Chapter 8 Working with XML Documents
XML is a framework for creating markup languages. It has been designed specifically for use on the Web.
Here is an example XML document:
<?xml version="1.0"?> <Example> <Computer> <Name>Toshiba</Name> <Processor>Pentium</Processor> <Memory units="MB">96</Memory> </Computer> </Example>
Any complete XML document starts with an XML declaration (the first line in the example above).
Other attributes can be added to this declaration, as described in any XML book.
An XML document must be valid, well-formed, or both.

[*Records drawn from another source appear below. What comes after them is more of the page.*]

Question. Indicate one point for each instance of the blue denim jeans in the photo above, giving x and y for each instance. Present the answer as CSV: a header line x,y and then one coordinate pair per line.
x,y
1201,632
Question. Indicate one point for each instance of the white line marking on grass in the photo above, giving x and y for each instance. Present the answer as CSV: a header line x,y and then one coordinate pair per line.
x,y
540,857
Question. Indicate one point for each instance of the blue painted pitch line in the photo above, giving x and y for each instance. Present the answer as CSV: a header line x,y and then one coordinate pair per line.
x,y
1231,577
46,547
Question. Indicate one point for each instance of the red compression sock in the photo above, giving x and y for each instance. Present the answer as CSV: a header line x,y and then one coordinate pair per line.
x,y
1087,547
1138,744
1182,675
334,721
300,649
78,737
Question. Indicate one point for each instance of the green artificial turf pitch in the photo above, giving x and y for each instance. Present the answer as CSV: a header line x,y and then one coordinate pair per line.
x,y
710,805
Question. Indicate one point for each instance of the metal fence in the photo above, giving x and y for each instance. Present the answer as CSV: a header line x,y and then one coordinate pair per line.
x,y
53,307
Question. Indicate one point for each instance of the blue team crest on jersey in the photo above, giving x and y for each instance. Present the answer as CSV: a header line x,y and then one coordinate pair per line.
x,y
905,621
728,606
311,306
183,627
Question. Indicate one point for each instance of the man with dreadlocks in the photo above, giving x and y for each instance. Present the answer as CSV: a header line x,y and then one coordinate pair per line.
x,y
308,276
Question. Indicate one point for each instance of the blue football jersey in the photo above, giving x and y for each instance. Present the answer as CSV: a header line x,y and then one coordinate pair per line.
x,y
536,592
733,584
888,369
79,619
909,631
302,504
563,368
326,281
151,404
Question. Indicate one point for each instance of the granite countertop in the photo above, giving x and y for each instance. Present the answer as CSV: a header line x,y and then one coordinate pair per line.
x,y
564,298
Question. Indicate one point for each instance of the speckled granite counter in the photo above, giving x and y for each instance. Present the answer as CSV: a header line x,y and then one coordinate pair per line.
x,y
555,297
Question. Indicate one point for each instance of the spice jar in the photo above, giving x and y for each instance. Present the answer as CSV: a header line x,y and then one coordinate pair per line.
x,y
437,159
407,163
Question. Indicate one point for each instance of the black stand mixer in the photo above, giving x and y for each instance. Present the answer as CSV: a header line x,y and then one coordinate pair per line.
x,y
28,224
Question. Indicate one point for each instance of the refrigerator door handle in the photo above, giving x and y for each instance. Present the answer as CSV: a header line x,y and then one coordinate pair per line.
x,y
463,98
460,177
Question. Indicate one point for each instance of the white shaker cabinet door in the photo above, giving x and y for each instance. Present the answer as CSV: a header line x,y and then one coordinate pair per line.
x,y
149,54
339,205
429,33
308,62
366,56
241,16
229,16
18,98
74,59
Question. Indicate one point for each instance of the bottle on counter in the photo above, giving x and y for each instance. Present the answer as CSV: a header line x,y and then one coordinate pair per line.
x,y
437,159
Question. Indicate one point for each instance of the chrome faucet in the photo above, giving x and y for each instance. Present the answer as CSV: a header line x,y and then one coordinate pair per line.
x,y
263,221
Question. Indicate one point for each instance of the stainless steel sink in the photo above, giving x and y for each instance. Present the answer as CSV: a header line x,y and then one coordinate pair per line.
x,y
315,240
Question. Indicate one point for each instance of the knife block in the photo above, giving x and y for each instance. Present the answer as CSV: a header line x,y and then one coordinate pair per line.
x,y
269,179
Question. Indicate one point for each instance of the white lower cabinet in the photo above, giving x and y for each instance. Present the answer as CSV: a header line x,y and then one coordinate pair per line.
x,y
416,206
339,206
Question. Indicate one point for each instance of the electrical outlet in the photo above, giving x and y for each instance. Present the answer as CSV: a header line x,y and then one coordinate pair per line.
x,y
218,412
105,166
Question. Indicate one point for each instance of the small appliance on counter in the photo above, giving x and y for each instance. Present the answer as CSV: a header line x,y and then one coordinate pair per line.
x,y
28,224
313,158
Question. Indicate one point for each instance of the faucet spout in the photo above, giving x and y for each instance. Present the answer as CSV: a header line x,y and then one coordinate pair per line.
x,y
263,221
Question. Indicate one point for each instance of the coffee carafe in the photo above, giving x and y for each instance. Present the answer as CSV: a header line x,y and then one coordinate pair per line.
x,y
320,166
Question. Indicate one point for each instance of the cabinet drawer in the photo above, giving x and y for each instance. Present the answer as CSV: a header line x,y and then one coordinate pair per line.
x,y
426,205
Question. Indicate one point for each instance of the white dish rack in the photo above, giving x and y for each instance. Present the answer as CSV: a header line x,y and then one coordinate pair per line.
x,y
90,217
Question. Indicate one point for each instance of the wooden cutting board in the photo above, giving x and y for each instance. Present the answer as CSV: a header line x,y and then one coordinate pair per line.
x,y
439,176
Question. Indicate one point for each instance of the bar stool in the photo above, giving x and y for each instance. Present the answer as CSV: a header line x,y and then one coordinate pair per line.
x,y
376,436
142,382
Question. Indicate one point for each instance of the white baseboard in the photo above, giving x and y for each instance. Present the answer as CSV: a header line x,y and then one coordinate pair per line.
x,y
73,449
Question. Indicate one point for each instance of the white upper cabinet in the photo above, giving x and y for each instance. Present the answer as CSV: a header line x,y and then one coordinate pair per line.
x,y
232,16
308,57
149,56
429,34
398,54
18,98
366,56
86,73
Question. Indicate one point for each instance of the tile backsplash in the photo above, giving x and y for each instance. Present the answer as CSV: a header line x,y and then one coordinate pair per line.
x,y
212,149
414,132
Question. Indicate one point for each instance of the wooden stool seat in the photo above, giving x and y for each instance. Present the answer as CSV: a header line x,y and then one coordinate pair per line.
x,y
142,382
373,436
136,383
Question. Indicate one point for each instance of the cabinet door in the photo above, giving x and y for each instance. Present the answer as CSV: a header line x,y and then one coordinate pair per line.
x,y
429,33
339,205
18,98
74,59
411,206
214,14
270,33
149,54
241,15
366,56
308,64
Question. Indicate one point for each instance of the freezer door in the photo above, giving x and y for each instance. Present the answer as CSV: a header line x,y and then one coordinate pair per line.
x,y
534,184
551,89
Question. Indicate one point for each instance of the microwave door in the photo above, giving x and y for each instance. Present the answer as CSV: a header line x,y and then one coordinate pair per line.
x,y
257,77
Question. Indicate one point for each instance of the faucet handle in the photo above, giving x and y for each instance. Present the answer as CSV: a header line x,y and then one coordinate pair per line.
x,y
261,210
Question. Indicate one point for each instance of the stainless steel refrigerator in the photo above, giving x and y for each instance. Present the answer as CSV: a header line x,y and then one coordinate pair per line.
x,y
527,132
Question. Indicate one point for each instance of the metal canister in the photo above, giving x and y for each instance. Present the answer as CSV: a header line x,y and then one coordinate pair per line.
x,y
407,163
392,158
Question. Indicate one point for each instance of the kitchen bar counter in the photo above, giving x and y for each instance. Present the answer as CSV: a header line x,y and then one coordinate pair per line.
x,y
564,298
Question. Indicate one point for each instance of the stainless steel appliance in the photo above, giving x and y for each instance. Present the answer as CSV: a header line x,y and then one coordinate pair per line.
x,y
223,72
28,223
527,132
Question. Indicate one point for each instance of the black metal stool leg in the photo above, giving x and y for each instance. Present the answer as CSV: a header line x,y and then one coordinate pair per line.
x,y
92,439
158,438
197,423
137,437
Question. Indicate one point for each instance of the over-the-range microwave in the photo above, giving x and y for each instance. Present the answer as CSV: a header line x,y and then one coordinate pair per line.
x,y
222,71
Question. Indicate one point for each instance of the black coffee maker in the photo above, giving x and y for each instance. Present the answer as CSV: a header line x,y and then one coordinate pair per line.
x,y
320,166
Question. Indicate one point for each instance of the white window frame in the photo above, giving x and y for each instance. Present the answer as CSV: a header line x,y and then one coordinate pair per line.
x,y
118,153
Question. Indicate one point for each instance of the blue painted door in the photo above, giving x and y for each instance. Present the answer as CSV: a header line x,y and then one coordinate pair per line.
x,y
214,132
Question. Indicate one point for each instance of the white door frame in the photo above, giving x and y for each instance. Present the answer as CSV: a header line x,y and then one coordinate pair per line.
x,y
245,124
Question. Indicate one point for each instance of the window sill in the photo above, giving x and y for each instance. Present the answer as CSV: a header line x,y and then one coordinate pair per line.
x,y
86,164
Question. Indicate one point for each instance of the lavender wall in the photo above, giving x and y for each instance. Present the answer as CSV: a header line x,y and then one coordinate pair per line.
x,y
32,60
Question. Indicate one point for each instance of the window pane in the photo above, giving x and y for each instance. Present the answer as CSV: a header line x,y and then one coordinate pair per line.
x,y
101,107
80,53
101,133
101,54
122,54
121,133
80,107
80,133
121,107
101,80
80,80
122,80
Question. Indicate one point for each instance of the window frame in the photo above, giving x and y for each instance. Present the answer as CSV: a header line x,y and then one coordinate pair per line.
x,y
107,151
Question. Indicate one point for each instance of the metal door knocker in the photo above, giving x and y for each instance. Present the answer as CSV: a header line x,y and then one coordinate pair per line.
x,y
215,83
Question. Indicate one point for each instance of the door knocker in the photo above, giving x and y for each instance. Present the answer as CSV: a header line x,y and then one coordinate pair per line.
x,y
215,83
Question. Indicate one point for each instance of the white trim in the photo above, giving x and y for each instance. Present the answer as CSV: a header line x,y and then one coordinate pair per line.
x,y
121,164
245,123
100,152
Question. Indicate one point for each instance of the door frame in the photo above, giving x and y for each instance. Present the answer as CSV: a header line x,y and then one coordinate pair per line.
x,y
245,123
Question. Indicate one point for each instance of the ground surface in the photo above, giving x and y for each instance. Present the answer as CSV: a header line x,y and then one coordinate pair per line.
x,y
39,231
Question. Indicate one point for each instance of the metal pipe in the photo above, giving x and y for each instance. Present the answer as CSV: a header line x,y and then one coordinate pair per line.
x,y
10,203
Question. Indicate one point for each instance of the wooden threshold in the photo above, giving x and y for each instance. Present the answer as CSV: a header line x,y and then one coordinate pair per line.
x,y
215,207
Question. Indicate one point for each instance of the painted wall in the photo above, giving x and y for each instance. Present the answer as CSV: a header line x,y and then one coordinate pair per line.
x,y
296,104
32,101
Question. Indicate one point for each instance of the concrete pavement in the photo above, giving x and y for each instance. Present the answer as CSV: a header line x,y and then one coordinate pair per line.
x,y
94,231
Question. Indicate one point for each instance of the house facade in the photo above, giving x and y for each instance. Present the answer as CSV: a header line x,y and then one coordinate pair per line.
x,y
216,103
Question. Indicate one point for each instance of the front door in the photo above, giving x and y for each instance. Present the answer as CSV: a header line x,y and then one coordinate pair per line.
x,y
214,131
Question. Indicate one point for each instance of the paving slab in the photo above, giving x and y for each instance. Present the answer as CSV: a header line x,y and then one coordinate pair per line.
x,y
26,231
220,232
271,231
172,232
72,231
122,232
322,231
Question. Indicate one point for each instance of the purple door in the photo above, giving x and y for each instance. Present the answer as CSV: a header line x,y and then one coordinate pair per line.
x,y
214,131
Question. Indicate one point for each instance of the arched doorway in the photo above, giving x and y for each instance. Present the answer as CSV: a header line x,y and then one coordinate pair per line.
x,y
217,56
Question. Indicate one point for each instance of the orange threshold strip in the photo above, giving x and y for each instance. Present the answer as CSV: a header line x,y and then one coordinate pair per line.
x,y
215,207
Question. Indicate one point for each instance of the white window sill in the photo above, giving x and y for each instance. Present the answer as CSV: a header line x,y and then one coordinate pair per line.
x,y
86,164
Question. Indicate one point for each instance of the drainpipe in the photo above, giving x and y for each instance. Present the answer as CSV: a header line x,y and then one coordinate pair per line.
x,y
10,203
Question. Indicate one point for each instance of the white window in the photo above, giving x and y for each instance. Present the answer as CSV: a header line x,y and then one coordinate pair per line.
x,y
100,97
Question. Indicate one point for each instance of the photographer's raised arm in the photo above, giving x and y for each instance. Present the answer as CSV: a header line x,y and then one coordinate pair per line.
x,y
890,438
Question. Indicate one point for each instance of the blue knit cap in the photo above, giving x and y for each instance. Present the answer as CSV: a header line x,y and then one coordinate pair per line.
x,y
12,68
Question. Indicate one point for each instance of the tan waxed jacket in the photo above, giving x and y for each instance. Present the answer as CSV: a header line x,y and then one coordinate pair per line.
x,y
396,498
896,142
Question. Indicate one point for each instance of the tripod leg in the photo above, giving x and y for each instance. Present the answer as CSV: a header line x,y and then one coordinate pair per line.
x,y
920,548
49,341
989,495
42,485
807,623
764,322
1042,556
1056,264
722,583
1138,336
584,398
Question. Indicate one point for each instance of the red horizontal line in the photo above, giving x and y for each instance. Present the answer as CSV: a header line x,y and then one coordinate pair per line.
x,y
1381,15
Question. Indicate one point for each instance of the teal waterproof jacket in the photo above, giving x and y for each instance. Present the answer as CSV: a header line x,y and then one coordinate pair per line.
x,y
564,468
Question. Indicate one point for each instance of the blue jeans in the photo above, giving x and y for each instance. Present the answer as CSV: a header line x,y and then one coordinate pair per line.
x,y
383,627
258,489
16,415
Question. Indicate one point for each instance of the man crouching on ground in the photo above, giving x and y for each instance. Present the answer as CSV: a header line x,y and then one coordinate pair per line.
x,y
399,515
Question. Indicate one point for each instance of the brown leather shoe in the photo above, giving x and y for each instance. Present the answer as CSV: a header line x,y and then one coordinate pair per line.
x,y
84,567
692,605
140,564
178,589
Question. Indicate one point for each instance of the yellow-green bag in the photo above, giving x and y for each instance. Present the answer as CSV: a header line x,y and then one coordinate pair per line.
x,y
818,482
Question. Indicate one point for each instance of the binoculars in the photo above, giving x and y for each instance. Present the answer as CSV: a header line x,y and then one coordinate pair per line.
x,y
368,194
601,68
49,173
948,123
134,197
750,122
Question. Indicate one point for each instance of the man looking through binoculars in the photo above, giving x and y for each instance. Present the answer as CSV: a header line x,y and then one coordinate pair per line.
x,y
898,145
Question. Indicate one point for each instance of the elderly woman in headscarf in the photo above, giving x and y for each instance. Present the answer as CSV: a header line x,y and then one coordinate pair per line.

To define a set of tags for use in a particular application, XML uses a separate document named a document type definition (DTD). A DTD states what tags are allowed in an XML document and defines rules for how those tags can be used in relation to each other. It defines the elements that are allowed in the language, the attributes each element can have, and the type of information each element can hold. Documents can be verified against a DTD to ensure that they follow all the rules of the language. A document that satisfies a DTD is said to be valid.
The DTD for documents like the example given above might look something like this:
<!DOCTYPE Example [ <!ELEMENT Computer (Name, Processor, Memory)> <!ELEMENT Name (#PCDATA)> <!ELEMENT Processor (#PCDATA)> <!ELEMENT Memory (#PCDATA)> <!ATTLIST Memory units #REQUIRED> ]>
If a document uses a DTD, the DTD must immediately follow the declaration.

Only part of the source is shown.